I met Carrie about 13 years ago when she was bossing me around and making me cry at my first job with Blockbuster Music. It was Carrie who introduced me to my beloved wife, Janie, shortly after I started working with her. Janie and Carrie have been friends for over 20 years and it hasn’t always been pretty. So I hear. A few years ago, when Janie and I first started dating, the three of us had a time out, or what we like to call “Intermission.” There were a good couple of years where we did not speak, but we’re back together now and it’s like the most verbally abusive and sexually suggestive relationship I’ve ever had, except for that other one.
Carrie is a generous and loyal friend to most everyone unless you are stupid or ugly or dumb or me. I’ll be honest. Carrie is one of the worst people I’ve ever met. She’s terrible and awful and drunk and terrible. I guess that’s why we hang out – like minds and all. We’re both pretty sorry excuses for human beings, except for me.

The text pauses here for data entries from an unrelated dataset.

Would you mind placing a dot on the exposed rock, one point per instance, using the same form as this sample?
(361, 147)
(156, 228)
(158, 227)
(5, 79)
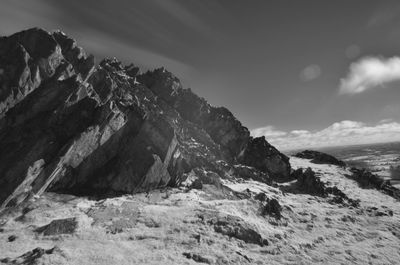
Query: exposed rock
(235, 227)
(261, 196)
(273, 208)
(12, 238)
(57, 227)
(266, 158)
(67, 126)
(197, 257)
(367, 180)
(30, 257)
(309, 183)
(320, 158)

Carrie is the best sort of friend to have because she’s so easily taken advantage of. In her eagerness to please she’ll make no complaints about coming over to clean our house, make us dinner, do yard work, do more yard work, clean the house some more and then oh, yeah, get out there and do more yard work The garden isn’t going to weed itself, bitch. We take full advantage of it because cheap labor is hard to find and if there is one thing I can say for sure about our good friend Carrie, it’s that she’s cheap. And drunk. And an asshole. And that I love her. Sometimes. On Monday afternoons from 1pm – 1:15pm.

You might think, Oh Linsey. Be serious. Say something nice about her. Well, I’m sorry. I don’t have anything nice to say. I’ve been trying to shake her for years. She is like a piece of rice that gets on your finger and it’s sticks there and you flick it off, but it gets stuck on your other finger, and you’re shaking your finger and you’re flicking it off and maybe you think it finally flew into the sink but then 45 minutes later you’re looking in the mirror and it’s stuck to your face. That’s Carrie. She is nothing nice.
Okay. Fine. She has lovely teeth.
Also, she’s funny. And maybe 12% of the time she is funnier than I am and that makes me sad.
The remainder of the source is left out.